Ryan can be heard on KNOX from 12 PM to 3 PM weekdays, and also during local sports broadcasts. He is a two-time North Dakota Broadcasters Association "Teddy" award winner for best play-by-play coverage.
Ryan cunningham blog
18 MARCH 2018: Some takeaways from the 2018 North Dakota Democratic NPL Convention, at least, according to one talk host.
1) RACES THEY CAN WIN
Its clear Mac Schneider is still a favorite among Democrats, and a threat to Republicans. After entering the race late in the game, he picked up the party's nomination for Congress over state senator John Grabinger and Ben Hanson, who had been campaigning since August.
Immediately, the grumbling began, with reports of one candidate vowing not to support Schneider, and Republican operatives trying to create dissent among Democrats in the hours after the convention. Conservative pundit Rob Port was the lead voice, opining that Hanson was "sandbagged" by the party.
The obvious conclusion: Democrats made a wise choice in the form of the former Senate Minority Leader with name recognition. He has a positive track record with his party and can attract Democrats at a time where they are looking to be attracted, while the GOP has a couple of candidates that have roots to a legislature that broke the North Dakota bank during high oil prices.
The question is: will Schneider receive any national support in a race he could win at a time when Nancy Pelosi and Chuck Schumer are more concerned with holding Heidi Heitkamp's seat? Time will tell, but the strong reaction from the right in North Dakota, and the willingness to play ally to claims of sandbagging are proof that they consider Schneider a threat. I wonder how Rick Becker was treated when he challenged Wayne Stenehjem for the party's nomination for governor two years ago, a race neither ended up winning.
2) RACES THAT CREATE IMMEDIATE PRESSURE
Kylie Oversen entering the Tax Commissioner's race is a concern for Republicans, not just because she's a quality candidate, but because her opponent is damaged goods.
Ryan Rauschenberger announced his re-election campaign a little more than 100 days after his arrest for DUI, his second miscue with booze during his term, after loaning his car to a drunk buddy after a sesh of day-drinking, leading to an accident.
Oversen is the party's chairperson. She also has name recognition statewide, and will, if she chooses, be able to use Governor Burgum's own policies to damage Rauschenberger. Burgum has unveiled his "Vision Zero" policy for highway safety, and has even endorsed primary offense seat belt laws.
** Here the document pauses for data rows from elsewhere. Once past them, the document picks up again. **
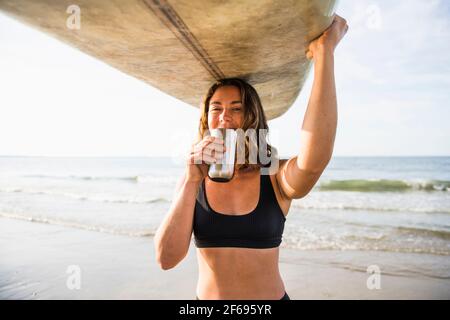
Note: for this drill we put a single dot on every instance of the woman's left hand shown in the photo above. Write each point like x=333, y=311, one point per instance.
x=329, y=39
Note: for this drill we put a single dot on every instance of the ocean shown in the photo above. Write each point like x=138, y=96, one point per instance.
x=394, y=204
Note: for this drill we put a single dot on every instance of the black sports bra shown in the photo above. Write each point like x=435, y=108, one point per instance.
x=261, y=228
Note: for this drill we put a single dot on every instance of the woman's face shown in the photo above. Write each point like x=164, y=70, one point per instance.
x=226, y=109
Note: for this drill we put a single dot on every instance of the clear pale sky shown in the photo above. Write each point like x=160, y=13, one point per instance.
x=392, y=74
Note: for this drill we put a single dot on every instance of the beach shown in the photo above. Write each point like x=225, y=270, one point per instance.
x=121, y=267
x=90, y=222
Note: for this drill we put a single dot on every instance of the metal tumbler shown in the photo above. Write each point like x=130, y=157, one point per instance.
x=223, y=171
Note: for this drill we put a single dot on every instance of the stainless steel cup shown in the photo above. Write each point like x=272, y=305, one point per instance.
x=223, y=171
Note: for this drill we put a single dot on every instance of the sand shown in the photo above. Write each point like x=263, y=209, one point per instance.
x=35, y=257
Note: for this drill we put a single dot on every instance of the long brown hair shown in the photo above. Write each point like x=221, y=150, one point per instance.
x=254, y=118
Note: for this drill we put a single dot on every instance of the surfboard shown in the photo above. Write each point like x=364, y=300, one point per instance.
x=182, y=46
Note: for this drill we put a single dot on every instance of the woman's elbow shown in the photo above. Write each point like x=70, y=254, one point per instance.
x=167, y=259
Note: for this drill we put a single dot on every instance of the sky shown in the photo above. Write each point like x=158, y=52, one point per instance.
x=392, y=74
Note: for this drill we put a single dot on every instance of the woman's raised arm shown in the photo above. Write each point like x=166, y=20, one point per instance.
x=298, y=175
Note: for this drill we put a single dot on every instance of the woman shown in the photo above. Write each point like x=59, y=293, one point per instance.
x=238, y=225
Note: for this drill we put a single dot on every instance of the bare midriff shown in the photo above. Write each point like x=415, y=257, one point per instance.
x=239, y=273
Those policies do not mix well with a DUI-prone state office holder that North Dakotans are right to question if he can even drive a state government vehicle.
The question is: will Oversen play this card? Conventional wisdom tells us she won't. North Dakota candidates always take the too-high road on these matters. It may be different for Oversen. She lost her job as a legislator to a candidate that got busted for drunk driving about 100 days before the election. Republicans have a problem with the sauce, and Burgum has given Oversen the absolute perfect timing to talk about it. The GOP may want to strongly seek a convention challenger for Rauschenberger.
3) SPECIAL INTERESTS
There was a Nick Archuleta sighting at the Alerus Center Saturday.
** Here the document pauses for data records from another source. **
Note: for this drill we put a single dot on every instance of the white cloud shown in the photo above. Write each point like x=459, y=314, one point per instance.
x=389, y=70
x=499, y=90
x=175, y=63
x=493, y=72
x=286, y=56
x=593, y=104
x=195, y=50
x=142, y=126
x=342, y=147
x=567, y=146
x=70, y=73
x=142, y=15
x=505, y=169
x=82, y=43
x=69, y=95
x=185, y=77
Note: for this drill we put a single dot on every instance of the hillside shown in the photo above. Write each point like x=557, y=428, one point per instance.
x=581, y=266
For those of you that don't know, Archuleta is the head of ND United, the union for public employees.
Since President Trump's election, most of Archuleta's time has been spent eviscerating Education Secretary Betsy DeVos for her support of private schools, as well as claiming that blowing the state education budget to $2 billion has saved taxpayers money.
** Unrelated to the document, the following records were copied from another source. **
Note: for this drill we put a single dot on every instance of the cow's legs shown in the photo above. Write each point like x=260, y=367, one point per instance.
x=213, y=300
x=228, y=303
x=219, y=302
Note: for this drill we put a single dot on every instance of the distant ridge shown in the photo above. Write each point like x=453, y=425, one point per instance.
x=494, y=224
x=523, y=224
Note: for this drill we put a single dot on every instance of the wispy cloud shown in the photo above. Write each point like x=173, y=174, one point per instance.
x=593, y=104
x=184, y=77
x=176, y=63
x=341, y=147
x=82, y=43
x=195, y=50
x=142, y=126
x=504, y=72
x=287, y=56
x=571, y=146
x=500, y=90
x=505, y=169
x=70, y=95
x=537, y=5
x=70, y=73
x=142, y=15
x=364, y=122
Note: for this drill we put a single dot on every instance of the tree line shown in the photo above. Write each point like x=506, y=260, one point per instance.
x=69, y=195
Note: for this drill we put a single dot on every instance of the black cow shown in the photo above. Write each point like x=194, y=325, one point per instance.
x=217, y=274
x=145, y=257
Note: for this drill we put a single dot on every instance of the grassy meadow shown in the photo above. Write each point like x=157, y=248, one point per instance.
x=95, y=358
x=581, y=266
It's no surprise Archuleta is a Democrat, and it's no surprise that a union head would lobby at a state convention. That's his job.
The question is: will Archuleta be back in Grand Forks next month for the GOP convention? He represents thousands of teachers and public employees. In 2019, no matter the outcome, those employees will be dependent on a Republican legislature and governor for their paychecks, in a state that heavily supports Trump. An anti-Trump shill doesn't get a warm reception from Trump's party.